75. A NMR system suitable for determining a quality parameter in an aqueous fluid, the system comprises a NMR spectrometer, a cross-flow filter, a digital memory storing a calibration map comprising calibrating data for calibrating NMR data obtained by the NMR spectrometer and a computer programmed to analyze the NMR data obtained by the NMR spectrometer using the calibration map and performing at least one quantitative and/or qualitative quality parameter determination.

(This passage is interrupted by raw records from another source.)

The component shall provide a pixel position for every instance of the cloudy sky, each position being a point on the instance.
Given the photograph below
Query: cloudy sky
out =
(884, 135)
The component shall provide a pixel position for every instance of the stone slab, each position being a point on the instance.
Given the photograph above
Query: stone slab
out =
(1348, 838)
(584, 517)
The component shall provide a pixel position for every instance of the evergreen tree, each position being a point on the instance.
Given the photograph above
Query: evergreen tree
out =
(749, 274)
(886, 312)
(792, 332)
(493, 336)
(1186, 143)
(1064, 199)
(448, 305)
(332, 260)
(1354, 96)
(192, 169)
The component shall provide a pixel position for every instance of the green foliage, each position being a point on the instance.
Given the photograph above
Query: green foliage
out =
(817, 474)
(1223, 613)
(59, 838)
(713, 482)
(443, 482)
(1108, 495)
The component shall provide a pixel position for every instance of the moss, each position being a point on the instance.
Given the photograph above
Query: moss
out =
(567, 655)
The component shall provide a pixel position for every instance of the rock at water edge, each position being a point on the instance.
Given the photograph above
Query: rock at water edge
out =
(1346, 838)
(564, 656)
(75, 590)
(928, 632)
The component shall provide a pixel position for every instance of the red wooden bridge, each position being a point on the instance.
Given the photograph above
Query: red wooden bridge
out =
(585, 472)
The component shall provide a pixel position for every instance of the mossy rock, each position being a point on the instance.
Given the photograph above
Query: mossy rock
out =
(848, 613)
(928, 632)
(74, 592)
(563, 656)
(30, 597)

76. The NMR system of claim 75, wherein the cross-flow filter is configured for subjecting at least a sample of the aqueous fluid to a cross-flow filtration to separate the separating the aqueous fluid sample into a permeate fraction and a retentate fraction, the NMR spectrometer is configured for performing NMR reading on the retentate fraction and the computer is configured for collecting NMR data from said NMR reading and correlating the collected NMR data to calibration data to determine said at least one quality parameter of the aqueous fluid.

77. The NMR system of claim 75, wherein at least the NMR spectrometer and the cross-flow filter are arranged in a common housing.

78. The NMR system of claim 75, wherein the cross-flow filter comprises a ceramic filter membrane, a thin-film composite membrane (TFC) and/or a polymer membrane.

79. The NMR system of claim 75, wherein the cross-flow filter comprises a flat sheet membrane and/or a coiled membrane (spiral membrane)

80. The NMR system of claim 75, wherein the cross-flow filter is a reverse osmosis filter and the cross-flow filtration is reverse osmosis.